Yaşlılar En Savunmasız Grup
Araştırmaya göre, son 30 yılda 5 yaş altı çocuklar arasında süper bakterilerden kaynaklanan ölümler yüzde 50 azaldı. Bu düşüş, özellikle bebeklerde enfeksiyonların önlenmesi ve kontrolüne yönelik iyileştirilmiş sağlık önlemleri sayesinde gerçekleşti. Ancak çocuklar süper bakterilere yakalandıklarında tedavi süreçleri hala büyük zorluklar barındırıyor.
Öte yandan, yaşlanan nüfusun enfeksiyonlara karşı daha savunmasız hale gelmesi, süper bakterilerin yaşlı bireyler için daha büyük bir tehdit oluşturmasına neden oluyor. 70 yaş üstü kişilerde bu dönemde süper bakterilerden kaynaklanan ölümler yüzde 80’in üzerinde bir artış gösterdi.
MRSA Enfeksiyonları İkiye Katlandı
Çalışma, özellikle bir stafilokok türü olan ve birçok antibiyotiğe dirençli hale gelen MRSA enfeksiyonlarının, 2021 yılında 30 yıl öncesine kıyasla iki kat artarak 130 bine ulaştığını ortaya koydu. MRSA, küresel sağlık sistemleri üzerinde büyük bir yük oluşturan süper bakterilerin en yaygın ve ölümcül örneklerinden biri.

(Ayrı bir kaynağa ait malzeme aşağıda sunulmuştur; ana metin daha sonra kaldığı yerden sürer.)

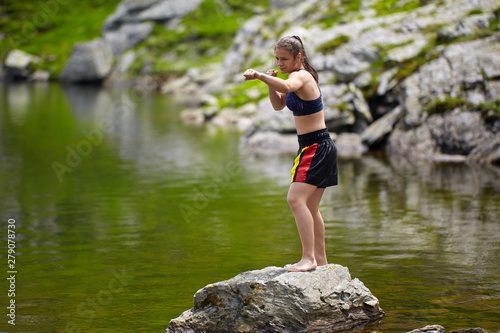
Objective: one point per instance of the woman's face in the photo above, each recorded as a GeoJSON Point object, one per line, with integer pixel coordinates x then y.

2050'ye Kadar 39 Milyon Ölüm Öngörülüyor
Araştırmacılar, süper bakterilerin oluşturduğu tehdit hakkında uyarılarda bulunarak, 2050 yılına kadar ilaca dirençli bakteriler nedeniyle dünya genelinde 39 milyon insanın hayatını kaybedebileceğini tahmin etti. Bu ölümlerin büyük bir kısmının yaşlı bireylerde görüleceği öngörülüyor. Modellemeye göre, yaşlı nüfus arasında ölümler yüzde 146 oranında artış gösterebilir.
ABD merkezli Sağlık Ölçümleri Enstitüsü'nden Mohsen Naghavi, "Antimikrobiyal direnç onlarca yıldır küresel sağlık için bir tehdit oluşturuyor ve bu tehdidin giderek büyüdüğünü görüyoruz" ifadelerini kullandı. Naghavi, antibiyotiklerin aşırı ve yanlış kullanımının bu sorunu daha da kötüleştirdiğini vurguladı.